Bye Bye Lybie, bonjour les barbus.

Amère victoire,

 

La Libye vient de déclarer par son gouvernement provisoire qu’elle adoptait la charia, nous voilà devant une nouvelle réalité. Le printemps arabe accouche non pas de la démocratie, comme on le pensait, mais manifestement de quelque chose de fort différent. En même temps que l’annonce de l’adoption de la charia comme socle juridique de la Libye, il a été donné des exemples. Ils font froid dans le dos. Ainsi désormais la polygamie ne sera plus ni encadrée ni surtout proscrite. Ce qui signifie que la femme libyenne restera asservie au mâle barbu de service.

 

La Cour européenne des droits de l’homme, dans un arrêt du 31 juillet 2001- [Cour européenne des droits de l’homme, 3e section, 31 juillet 2001 Prés. : M. Costa.
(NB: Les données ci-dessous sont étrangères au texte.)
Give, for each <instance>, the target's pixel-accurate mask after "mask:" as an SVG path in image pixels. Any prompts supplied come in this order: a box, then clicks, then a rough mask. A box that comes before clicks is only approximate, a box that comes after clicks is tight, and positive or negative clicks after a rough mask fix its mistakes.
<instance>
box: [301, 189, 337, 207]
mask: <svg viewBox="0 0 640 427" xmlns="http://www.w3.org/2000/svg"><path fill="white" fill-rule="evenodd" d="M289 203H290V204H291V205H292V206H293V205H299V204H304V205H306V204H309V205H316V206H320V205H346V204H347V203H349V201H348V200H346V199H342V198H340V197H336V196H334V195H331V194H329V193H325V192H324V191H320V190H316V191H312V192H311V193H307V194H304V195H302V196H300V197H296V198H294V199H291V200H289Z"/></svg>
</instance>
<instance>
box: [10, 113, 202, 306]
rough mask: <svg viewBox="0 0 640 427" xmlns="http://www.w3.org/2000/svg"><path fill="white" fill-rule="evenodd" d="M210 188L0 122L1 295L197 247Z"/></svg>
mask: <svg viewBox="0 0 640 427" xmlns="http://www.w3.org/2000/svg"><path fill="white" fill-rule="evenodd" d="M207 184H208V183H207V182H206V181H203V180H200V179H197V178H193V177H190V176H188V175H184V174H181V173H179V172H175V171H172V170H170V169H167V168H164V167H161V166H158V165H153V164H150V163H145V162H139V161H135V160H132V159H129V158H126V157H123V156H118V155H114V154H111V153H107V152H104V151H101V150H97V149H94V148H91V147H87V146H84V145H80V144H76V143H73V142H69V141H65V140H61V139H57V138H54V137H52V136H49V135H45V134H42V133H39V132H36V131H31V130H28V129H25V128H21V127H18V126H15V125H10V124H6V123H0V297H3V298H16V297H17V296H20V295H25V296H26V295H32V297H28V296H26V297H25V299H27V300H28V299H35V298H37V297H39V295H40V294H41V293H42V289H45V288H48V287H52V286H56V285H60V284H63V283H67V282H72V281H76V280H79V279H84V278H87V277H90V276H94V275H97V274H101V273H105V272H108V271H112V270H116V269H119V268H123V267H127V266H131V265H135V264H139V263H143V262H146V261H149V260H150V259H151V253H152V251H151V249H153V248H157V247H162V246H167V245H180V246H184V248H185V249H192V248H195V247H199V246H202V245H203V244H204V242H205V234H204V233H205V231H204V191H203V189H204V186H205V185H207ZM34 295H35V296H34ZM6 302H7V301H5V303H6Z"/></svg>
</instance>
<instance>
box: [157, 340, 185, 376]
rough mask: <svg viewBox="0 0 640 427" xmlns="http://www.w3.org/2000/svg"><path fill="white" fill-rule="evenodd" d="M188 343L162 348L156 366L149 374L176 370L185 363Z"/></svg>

Siég. : MM. Fuhrmann, Loucaides, Türmen (juge turc), Sir Nicolas Bratza, Mme Greve et M. Traja. Greff. : Mme Dollé. Plaid. : MM. Özbudun (pour le gouvernement) et Hincker (pour les requérants). (Refah Partisi – Parti de la prospérité c. la Turquie)-], fait observer l’incompatibilité du régime démocratique avec les règles de la charia.

 

«Concernant le deuxième argument, la Cour européenne se range au point de vue du juge constitutionnel turc. Selon ce dernier la Charia est l’antithèse de la démocratie, de la raison et de la liberté humaine. De plus, pour la Cour européenne, la Charia, en ce qu’elle est bâtie sur des dogmes et reste fidèle à des lois divines, présente un caractère stable et invariable. Elle entre ainsi inévitablement en conflit avec « des principes tels que le pluralisme dans la participation politique ou l’évolution incessante des libertés publiques ». En outre, la position de la femme et la façon dont le droit pénal et la procédure pénale sont organisés dans la Charia sont « difficilement compatibles avec les principes fondamentaux de la démocratie, tels qu’ils résultent de la Convention, comprise comme un tout ». Par conséquent, la majorité de la Cour décide qu’un parti qui défend l’introduction de la Charia ne peut être considéré comme « une association conforme à l’idéal démocratique sous-jacent à l’ensemble de la Convention » (§ 71)».

 

On ne va même pas évoquer la question de la séparation de l’Église et de l’État, ni même la liberté religieuse. Ça fâcherait sûrement. En ce lendemain de fête, la réalité est celle de la gueule de bois.

Cette évolution est dirigée manifestement contre les valeurs européennes les plus fondamentales.